A lack of education is one issue with the prison industrial system, solitary confinement is another. A variety of factors come into play when addressing the prison industrial system here in the United States, a list that could quite literally be endless. Due to our frustration and outrage at this hurtful and debilitating system, a small group of Saint Lawrence students, including myself, have been on a four day hunger strike to protest solitary confinement for non-violent offenders and be the voice for the suppressed, the confined, and the voiceless. Today is day four. Some inmates in Californina prisons have gone on 20-40 day hunger strikes to protest for better rights, some have gone as far as to starve themselves to death because it is a better option than continuing to live in the inhumane and dehumanizing environment of solitary confinement units.
We have had a petition to sign, a table in the student center, we have reached out to a local newspaper, and begun the slow and ugly process of educating and raising awareness about the issues within the prison system in this country, solitary confinement specifically. There are so many issues that need to be addressed and dealt with. It’s hard to feel like any of our efforts have actually accomplished anything. Because I’ll be honest, it hasn’t. Myself and 6-8 other students not eating for four days is ridiculous. Some have even taken a vow of silence. How are we to raise awareness about the prison industrial system, if we are as silent as the men and women who are locked up? I did not take a vow of silence. I believe that is a disservice to the men and women who need civilians like us to rally and rage for them.
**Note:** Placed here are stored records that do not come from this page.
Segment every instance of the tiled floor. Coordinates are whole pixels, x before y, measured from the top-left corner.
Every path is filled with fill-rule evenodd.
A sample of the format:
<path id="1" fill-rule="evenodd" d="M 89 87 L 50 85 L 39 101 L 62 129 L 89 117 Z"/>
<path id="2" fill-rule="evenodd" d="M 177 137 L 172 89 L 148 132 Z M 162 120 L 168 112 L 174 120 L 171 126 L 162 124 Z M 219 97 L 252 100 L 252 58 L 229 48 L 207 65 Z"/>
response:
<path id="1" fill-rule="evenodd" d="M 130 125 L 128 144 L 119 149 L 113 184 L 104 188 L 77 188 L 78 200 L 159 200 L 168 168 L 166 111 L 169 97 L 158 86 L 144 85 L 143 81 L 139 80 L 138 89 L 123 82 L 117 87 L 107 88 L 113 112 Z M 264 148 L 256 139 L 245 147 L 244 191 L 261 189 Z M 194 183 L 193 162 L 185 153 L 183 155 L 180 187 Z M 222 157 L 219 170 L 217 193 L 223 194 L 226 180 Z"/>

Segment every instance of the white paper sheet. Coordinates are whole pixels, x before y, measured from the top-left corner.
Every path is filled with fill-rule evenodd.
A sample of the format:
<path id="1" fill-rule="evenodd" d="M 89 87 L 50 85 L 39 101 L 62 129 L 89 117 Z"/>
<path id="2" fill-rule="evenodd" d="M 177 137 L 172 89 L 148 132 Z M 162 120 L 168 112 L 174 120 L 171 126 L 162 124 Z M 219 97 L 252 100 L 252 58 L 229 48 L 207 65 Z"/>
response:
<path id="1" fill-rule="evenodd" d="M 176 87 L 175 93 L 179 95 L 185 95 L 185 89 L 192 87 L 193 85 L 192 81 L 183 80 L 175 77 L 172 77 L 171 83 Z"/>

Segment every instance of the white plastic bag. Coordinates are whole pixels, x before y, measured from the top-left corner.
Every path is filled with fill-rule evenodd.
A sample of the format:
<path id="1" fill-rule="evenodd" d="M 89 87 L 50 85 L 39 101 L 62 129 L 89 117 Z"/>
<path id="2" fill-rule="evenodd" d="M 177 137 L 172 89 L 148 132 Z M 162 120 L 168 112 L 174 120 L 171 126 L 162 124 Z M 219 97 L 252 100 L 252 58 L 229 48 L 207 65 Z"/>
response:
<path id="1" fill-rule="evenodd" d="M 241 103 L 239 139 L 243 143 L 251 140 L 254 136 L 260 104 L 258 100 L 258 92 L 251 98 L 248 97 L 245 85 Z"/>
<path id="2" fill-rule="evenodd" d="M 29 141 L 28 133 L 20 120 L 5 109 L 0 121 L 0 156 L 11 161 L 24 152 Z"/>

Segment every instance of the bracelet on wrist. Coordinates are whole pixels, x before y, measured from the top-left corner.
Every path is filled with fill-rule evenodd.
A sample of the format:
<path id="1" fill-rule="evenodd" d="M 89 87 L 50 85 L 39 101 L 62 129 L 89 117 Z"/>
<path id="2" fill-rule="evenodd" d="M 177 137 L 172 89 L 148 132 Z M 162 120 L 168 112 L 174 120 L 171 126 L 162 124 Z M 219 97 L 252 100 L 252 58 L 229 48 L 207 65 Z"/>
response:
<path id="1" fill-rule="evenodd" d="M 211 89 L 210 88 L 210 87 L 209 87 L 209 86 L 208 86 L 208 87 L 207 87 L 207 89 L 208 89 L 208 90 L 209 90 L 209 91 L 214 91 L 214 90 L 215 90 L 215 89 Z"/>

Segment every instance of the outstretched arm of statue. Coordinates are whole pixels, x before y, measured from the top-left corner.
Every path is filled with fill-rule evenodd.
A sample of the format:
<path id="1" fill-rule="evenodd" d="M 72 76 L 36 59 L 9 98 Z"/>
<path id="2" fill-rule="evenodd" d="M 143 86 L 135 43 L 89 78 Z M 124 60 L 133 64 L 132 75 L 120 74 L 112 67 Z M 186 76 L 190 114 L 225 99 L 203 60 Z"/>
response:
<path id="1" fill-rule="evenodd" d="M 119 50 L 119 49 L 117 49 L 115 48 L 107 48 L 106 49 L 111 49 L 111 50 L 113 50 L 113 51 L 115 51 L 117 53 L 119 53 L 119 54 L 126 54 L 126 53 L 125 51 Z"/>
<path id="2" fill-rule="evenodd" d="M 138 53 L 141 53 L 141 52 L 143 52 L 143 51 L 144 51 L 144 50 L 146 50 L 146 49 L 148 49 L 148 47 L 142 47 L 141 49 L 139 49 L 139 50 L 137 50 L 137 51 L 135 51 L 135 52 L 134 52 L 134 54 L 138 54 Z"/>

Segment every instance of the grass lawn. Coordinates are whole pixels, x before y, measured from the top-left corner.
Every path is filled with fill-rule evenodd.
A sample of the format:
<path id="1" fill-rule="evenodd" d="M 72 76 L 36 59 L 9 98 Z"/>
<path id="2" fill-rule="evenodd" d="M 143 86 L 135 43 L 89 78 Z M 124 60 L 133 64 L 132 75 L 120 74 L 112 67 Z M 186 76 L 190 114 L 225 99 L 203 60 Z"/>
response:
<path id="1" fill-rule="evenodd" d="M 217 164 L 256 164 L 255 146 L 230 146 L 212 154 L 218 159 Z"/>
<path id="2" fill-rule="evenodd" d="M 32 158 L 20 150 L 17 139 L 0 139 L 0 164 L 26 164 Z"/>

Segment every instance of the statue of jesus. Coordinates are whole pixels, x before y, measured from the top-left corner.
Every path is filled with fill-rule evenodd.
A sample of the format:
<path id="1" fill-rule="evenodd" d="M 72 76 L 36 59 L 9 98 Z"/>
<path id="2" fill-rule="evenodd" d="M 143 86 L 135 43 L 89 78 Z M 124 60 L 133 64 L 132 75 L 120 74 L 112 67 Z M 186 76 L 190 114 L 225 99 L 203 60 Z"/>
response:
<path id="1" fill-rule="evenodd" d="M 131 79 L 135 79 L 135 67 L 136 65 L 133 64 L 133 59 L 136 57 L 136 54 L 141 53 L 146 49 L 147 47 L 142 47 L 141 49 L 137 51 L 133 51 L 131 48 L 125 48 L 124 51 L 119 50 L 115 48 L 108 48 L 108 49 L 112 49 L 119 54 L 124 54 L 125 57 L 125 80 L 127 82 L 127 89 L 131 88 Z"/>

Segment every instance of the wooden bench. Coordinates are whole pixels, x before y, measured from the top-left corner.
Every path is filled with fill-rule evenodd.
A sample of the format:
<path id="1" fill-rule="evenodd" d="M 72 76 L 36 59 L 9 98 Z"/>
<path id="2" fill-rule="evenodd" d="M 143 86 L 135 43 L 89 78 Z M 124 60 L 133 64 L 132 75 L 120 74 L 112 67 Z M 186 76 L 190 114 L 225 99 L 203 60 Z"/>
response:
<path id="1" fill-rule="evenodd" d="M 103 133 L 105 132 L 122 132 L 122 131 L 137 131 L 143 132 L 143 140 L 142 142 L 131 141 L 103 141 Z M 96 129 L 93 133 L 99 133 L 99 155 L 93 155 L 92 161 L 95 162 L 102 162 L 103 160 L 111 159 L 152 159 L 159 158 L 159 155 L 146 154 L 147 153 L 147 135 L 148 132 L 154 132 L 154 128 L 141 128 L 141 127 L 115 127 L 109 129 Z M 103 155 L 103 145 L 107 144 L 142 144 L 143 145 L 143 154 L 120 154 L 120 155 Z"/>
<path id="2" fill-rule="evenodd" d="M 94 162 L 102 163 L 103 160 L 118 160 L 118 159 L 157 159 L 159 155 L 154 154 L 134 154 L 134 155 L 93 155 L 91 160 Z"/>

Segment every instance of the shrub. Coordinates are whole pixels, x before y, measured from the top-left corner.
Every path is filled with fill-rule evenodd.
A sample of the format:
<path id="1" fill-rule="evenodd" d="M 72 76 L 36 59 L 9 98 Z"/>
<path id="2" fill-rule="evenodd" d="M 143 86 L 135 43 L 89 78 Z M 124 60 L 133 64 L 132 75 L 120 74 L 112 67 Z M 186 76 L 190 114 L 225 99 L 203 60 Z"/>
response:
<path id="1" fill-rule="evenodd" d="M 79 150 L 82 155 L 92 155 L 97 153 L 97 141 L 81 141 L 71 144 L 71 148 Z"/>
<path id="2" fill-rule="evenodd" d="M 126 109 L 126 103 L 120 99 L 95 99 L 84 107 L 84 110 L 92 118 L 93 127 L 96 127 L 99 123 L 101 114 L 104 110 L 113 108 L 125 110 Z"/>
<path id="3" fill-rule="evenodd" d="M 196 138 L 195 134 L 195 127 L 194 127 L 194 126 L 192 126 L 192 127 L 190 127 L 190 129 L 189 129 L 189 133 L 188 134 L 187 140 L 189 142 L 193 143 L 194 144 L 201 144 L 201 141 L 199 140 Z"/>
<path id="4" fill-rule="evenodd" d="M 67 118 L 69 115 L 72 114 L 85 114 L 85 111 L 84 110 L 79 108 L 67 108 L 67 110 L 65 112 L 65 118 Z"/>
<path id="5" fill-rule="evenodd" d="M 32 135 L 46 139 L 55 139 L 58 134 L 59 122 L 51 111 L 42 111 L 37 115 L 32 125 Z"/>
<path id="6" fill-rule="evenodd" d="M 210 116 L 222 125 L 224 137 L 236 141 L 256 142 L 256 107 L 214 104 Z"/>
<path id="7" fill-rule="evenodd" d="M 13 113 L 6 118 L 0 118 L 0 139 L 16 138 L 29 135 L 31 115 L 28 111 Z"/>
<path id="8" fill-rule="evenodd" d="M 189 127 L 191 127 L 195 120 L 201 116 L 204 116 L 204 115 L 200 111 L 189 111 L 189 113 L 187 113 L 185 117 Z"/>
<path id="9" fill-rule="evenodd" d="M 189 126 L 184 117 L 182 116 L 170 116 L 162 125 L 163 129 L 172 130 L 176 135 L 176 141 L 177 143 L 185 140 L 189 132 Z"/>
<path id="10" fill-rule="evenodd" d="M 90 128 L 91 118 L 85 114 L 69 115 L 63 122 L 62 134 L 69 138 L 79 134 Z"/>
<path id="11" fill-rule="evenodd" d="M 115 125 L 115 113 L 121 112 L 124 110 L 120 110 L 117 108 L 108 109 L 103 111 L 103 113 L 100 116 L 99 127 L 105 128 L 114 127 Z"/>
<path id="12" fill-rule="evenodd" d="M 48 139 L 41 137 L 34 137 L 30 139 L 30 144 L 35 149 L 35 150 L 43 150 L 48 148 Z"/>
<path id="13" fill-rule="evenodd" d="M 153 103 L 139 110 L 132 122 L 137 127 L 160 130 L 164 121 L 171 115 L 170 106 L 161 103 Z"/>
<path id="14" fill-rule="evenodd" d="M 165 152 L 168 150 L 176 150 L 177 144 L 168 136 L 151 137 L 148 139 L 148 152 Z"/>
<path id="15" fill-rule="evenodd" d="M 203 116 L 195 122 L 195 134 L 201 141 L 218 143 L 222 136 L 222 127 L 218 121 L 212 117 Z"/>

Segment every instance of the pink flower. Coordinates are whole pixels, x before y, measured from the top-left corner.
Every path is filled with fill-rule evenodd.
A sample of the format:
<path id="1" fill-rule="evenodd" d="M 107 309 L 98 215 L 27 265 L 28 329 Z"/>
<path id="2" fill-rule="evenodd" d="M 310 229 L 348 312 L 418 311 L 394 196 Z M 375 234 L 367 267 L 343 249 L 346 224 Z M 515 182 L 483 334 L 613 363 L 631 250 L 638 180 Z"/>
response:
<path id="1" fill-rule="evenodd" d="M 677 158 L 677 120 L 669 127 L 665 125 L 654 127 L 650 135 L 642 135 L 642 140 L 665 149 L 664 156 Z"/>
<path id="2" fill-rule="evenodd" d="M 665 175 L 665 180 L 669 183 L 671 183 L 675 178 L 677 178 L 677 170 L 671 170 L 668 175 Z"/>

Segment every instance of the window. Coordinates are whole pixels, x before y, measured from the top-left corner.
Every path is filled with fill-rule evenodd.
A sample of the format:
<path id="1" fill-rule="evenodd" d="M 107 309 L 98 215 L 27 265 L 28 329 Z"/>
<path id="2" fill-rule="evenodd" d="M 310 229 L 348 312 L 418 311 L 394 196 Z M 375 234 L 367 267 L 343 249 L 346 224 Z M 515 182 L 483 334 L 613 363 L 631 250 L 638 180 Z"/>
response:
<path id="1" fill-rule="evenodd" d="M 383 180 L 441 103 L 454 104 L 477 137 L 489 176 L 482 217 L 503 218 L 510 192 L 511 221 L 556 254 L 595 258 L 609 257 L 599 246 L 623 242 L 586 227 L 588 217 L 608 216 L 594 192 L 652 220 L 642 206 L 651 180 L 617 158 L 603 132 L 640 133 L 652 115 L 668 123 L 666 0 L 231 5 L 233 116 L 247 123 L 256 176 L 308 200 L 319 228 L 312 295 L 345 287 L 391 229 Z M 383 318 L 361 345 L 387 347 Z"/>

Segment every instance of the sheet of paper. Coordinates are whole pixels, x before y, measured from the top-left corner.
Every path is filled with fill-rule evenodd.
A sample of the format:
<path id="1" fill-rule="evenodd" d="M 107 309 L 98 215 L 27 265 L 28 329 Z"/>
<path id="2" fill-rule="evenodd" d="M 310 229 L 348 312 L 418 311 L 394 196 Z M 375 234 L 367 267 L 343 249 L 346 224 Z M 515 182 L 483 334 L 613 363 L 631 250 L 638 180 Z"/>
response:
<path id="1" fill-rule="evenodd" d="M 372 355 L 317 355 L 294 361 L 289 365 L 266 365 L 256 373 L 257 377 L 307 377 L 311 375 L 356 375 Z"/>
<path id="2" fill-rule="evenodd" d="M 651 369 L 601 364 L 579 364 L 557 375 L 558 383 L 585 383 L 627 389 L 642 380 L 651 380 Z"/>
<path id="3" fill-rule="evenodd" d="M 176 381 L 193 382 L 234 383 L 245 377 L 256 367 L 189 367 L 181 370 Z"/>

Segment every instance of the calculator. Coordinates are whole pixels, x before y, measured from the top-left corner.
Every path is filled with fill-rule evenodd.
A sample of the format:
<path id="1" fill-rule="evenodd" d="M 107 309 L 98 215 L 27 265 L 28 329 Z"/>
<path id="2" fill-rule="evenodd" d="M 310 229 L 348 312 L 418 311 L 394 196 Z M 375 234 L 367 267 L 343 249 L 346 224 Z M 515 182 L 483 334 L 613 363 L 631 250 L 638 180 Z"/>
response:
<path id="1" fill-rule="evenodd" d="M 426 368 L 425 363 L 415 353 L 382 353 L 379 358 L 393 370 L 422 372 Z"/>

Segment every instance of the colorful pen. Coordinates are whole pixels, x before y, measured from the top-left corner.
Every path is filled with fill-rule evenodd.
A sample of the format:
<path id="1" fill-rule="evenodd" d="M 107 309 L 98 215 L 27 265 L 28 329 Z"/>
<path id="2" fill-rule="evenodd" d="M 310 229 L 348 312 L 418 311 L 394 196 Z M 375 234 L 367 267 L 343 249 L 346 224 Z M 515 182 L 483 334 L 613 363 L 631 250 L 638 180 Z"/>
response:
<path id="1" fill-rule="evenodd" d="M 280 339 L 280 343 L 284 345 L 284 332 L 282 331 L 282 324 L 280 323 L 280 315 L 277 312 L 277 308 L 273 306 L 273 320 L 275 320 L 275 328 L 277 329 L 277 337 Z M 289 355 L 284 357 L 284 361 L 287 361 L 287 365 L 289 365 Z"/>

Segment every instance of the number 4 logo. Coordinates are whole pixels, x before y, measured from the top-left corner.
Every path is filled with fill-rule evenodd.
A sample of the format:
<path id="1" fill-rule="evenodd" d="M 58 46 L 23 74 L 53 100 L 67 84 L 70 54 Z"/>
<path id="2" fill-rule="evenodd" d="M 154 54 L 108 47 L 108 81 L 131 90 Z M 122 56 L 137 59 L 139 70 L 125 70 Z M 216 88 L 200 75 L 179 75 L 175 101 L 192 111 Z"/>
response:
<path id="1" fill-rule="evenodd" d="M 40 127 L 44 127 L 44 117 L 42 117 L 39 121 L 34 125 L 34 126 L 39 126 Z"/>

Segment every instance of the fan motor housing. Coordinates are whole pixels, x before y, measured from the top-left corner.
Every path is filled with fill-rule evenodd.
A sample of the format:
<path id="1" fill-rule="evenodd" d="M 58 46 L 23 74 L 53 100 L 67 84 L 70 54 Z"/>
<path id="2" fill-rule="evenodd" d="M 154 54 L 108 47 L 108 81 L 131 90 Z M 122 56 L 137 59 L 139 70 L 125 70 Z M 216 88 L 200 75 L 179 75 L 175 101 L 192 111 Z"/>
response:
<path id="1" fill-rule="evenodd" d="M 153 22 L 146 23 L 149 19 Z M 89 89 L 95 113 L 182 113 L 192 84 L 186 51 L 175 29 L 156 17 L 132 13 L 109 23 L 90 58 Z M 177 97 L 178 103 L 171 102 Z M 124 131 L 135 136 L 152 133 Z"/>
I am extremely hungry right now, sitting here alone in Augsbury staring out the window, watching cars and people meander on by; parking, driving, leaving, or walking. Me starving myself isn’t helping anyone at the moment, I am raising no awareness. I am sitting down, alone, and hungry. I wish there was a real way for us to help get people involved and passionate about prisoners rights and changing a system that is sick and warped. I’ll be honest most people are too caught up with themselves and too caught up in pre-conceived notions about inmates and prisons to ever get outside of themselves and fight for the rights of someone they don’t even know. Someone that they believe is scum of the earth. Inmates are people too, 97% of those in prison are there for non-violence, drug, theft, or gang related crimes. They deserve to be rehabilitated, cared for, educated, and placed back into society as citizens, not just a man or woman who is going to reoffend and go right back to the system they just left. But the prison system is a business now; it wants inmates to come back. Inmates are people who made mistakes just like you and I, they just happened to get caught doing it. You and I are probably white and come from middle to upper class families, so the odds are, we won’t ever be in a prison. (Unless we’re there for class or community service.)
All in all, there is so much to be said about the prison system, so much to be angry and disgusted about, and it’s overwhelming and hard to know where to begin. If you’ve actually made it to the end of my spiel and are still reading along with me, I ask you to in some way to educate yourself about the prison industrial system. Take your blinders off and realize that this country has many dark alleyways and locked up cupboards that they don’t want the American public to see. Do yourself a favor, do your countrymen a favor and get educated, get involved, and if you don’t agree with something, speak up. Even if it’s not going to change anything for the time being, and your sitting here hungry, alone, and tired. It’s the fact that you’re trying. And that my friends, is a hell of a lot better than blinders.